Friday, July 9, 2010

Professors Yu Jianrong and Jiang Ming’an Spar Over Future of Re-education Through Labor

In separate opinion pieces published in the Beijing News this spring (translation below), well-known legal scholars Jiang Ming’an and Yu Jianrong trade talking points on the failings and functions of China’s system of re-education through labor (RTL; abbreviated in Chinese as laojiao).

Although Jiang, a professor at Peking University Law School, authors the first piece, he is responding to Yu Jianrong’s vocal public calls for abolition of RTL. Jiang begins his April 17 opinion by acknowledging RTL’s failures. He points to two high-profile cases of death in RTL detention: the 2008 “death by cold shower,” in which an RTL prisoner reportedly suffered a brain aneurysm after being forced to shower in extremely cold conditions, and the recent “death of a skeleton” case in which an RTL prisoner allegedly suffered from a serious infection but did not receive treatment and was forced to do hard labor; the 180 cm-tall inmate reportedly weighed 35 kilos at the time of his death (a catalogue of similarly shocking deaths in detention was recently translated by Dui Hua here).

Jiang goes on to argue that despite these failings, the RTL system should not be abolished, because it plays a vital role in managing social problems that cannot be suitably addressed by either the criminal justice system or other administrative sanctions. He divides the RTL system into its form (a “bottle”) and substance (“medicine”), and states that real reform requires changing the substance of RTL (“new medicine”) rather than simply making-over the name (a “new bottle”). Jiang enumerates four substantial reforms: 1) reduce the scope of RTL to exclude groups such as the mentally ill who should be dealt with elsewhere; 2) reform the RTL adjudication process; 3) emphasize rehabilitation instead of labor; and 4) institute a robust appeals process.

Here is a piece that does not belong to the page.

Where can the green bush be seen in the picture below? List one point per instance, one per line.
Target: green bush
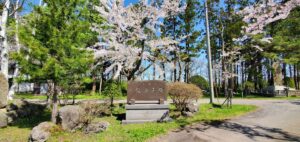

Yu Jianrong, chairman of the Social Issues Research Center of the Rural Development Institute at the Chinese Academy of Social Sciences, rebuts Jiang in his own opinion piece published in the Beijing News on May 8. Yu is best known for his work on rural labor issues and social stability. He sees the rising tide of mass incidents in China as a product of China’s failure to implement rule of law, which has diverted popular dissent and its control into broken institutions such as the petitioning system and RTL.

Yu dismisses Jiang’s claim that China criminal and civil law must be buttressed by RTL to maintain social stability. More importantly, Yu argues that RTL is fundamentally incompatible with a civil society governed by law and that no amount of reform can address this structural deficiency, and asserts that RTL should simply be abolished. Some argue for an incremental approach, but, Yu writes, “The result of excessive pragmatism is maintaining short-term administrative convenience and social ‘stability’ but damaging fundamental values such as ‘rule of law’ and ‘justice.’”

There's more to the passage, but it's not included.